Scraping the Apple App Store
iOS developers would profit from the historical rating, reviews, and rank information that iTunes provides and so should be able to easily download and store such information. Unfortunately, Apple is a tad paranoid with regard to the information it provides on the App Store data. We think that a app distributor (including Apple) should provide programmatic (API) to access its store’s data. If you want to build your own “App Store Scraper”, you will find below a few hints.
Developers normally access the App Store via Apple iTunes. iTunes behaves like a specialized browser that sends HTTP queries to a web-server. The web-server replies in different ways depending on whether it identifies the caller is iTunes or a web browser. If you want to see all reviews in the UK for the application with id=xxxxxxxxx (look for a real id starting from here)., you should request the file:
If you paste this URL into your browser, you won’t be able to see the same amount of information you would see on iTunes. It might also be that you cannot see anything at all, and your browser will ask to open iTunes. Still, the URL above is the same visited by iTunes –the only difference being in the way iTunes sends the request. Fortunately, you can cheat Apple’s server into believing you are using iTunes when you’re actually not, by making a request via cURL, an common application on most GNU/Linux distributions, that has been ported also to Windows.

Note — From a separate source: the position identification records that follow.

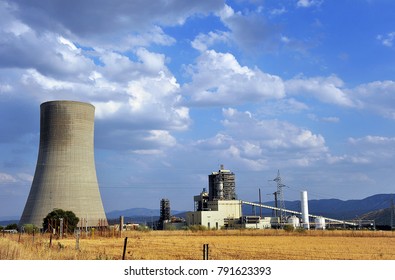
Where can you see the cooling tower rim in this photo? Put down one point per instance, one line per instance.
(52, 102)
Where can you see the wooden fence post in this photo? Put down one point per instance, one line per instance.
(205, 251)
(124, 248)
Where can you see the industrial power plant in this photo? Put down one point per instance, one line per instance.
(65, 176)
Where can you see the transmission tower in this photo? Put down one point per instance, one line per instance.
(280, 197)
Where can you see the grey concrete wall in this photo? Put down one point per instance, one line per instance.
(65, 176)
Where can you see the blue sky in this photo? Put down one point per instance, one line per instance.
(180, 87)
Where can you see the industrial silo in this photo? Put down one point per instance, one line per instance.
(65, 176)
(319, 223)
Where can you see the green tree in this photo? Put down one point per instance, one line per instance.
(52, 220)
(12, 226)
(28, 228)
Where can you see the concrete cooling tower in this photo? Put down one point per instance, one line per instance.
(65, 176)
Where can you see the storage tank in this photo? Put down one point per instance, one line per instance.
(319, 223)
(294, 221)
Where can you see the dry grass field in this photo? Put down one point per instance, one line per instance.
(223, 245)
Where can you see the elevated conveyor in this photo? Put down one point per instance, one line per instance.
(298, 213)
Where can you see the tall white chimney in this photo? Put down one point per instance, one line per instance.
(305, 210)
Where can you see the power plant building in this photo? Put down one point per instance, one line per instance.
(218, 207)
(65, 175)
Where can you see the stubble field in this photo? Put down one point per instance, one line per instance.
(188, 245)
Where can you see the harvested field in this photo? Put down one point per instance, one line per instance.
(223, 245)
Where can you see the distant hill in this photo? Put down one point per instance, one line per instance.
(374, 207)
(381, 217)
(8, 222)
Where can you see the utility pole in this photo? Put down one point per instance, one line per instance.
(392, 213)
(280, 195)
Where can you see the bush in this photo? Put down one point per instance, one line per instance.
(289, 228)
(28, 228)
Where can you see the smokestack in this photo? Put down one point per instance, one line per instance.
(65, 176)
(305, 210)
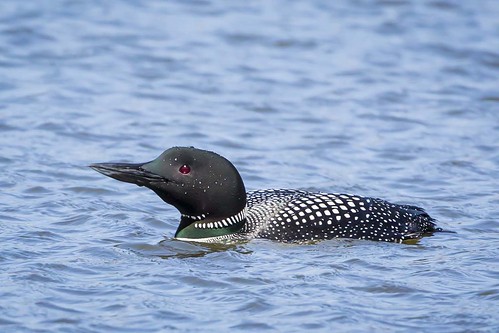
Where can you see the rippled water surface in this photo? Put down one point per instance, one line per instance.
(393, 99)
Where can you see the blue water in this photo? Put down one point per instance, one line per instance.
(392, 99)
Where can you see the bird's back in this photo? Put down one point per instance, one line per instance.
(300, 216)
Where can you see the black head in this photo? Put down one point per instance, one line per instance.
(201, 184)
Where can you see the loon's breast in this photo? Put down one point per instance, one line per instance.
(297, 216)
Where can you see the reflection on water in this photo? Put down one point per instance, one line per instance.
(391, 99)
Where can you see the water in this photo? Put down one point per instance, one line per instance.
(394, 99)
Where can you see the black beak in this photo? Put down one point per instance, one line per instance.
(127, 172)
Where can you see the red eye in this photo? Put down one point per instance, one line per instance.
(184, 169)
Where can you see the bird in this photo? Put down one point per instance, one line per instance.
(208, 191)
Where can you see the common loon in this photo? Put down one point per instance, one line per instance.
(210, 195)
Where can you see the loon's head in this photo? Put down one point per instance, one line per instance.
(204, 186)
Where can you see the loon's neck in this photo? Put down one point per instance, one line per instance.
(203, 228)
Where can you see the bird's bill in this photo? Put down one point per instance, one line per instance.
(128, 172)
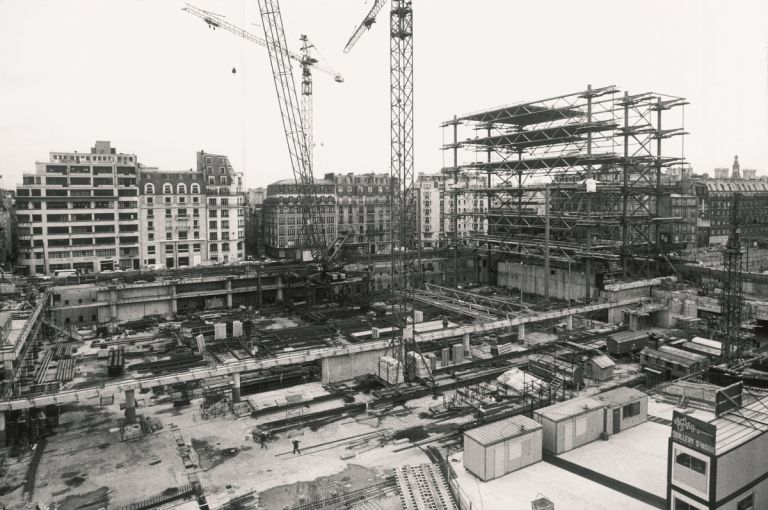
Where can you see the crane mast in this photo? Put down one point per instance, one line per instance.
(312, 234)
(732, 300)
(312, 231)
(404, 198)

1. If you are on Windows, and do not have cURL installed, download it from here, unzip it, and add the bin directory to the PATH variable;
2. Open a terminal window (META+R, digit CMD);
Once you have cURL installed, both on Windows and *nix, cut and paste in your terminal:
curl -H ‘Host: itunes.apple.com’ -H ‘Accept-Language: en-us, en;q=0.50′ -H ‘X-Apple-Store-Front: 143444,5′ -H ‘X-Apple-Tz: 3600′-U ‘iTunes/9.2.1 (Macintosh; Intel Mac OS X 10.5.8) AppleWebKit/533.16”http://itunes.apple.com/WebObjects/MZStore.woa/wa/customerReviews?s=143444&id=xxxxxxxxx&displayable-kind=11′
If you are prompted for a password, just type enter. You should see now the actual XML file seen by iTunes, with all reviews.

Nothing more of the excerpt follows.